Паучинский пристально посмотрел на князя.
— Если вы находите нужным, тогда разумеется… Одним словом вы можете располагать мною, князь, как вам угодно.
Князь кивнул головою.
— Я бы хотел, чтобы вы дали Александру Петровичу Полянову ту сумму, в которой он нуждается, под известным условием…
Князь помолчал.
— Вы дадите деньги под вексель под условием, чтобы и все прочие векселя, выданные Александром Петровичем разным лицам, были сосредоточены в ваших руках, — сказал, наконец, князь. — Он вам сам укажет, как это сделать. Это последнее условие я считаю необходимым. Вы понимаете? Я очень ценю дарованье Полянова и заинтересован в том, чтобы он освободился, наконец, от кабалы, в какую попал. Если все его векселя будут в ваших руках, я буду спокоен. Вы меня посвятите, надеюсь, в эти ваши финансовые операции с господином Поляновым. Только он сам об этом ничего не должен знать, по крайней мере, в течение известного времени. Если у вас нет сейчас свободных денег, Семен Семенович, я вам охотно дам сколько вам понадобится. И гарантии вам дам какие угодно. Я полагаю, что эти поляновские векселя так и останутся у вас, но, если обстоятельства сложатся как-нибудь иначе, я у вас их покупаю. Во всяком случае вы ничего не теряете. Понятно?
— О, конечно! И никто не должен знать о вашей заинтересованности в судьбе господина Полянова?
— Это уже, кажется, было у нас решено, — небрежно уронил князь.
— Все-с?
— Я полагаю.
— А я все-таки, князь, попросил бы вас уделить мне когда-нибудь некоторое время на другого рода беседу.

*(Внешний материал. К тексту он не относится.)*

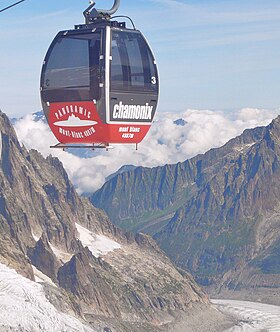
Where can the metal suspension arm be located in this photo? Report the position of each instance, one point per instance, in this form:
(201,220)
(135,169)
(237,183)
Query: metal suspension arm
(92,13)
(14,4)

— Пожалуйста. Охотно. Но сегодня я… Сегодня не могу… я занят сегодня…
— Я понимаю! Я понимаю! — поспешил обнаружить свою почтительность господин Паучинский.
Он уже раскланивался, стоя на пороге комнаты, когда князь вдруг задал ему несколько неожиданный вопрос.
— Вы это серьезно? А? Вся эта ваша теория «морального равновесия?» Что такое? А? Мне про нее Сусликов рассказывал…
— А разве неубедительно? — усмехнулся Паучинский.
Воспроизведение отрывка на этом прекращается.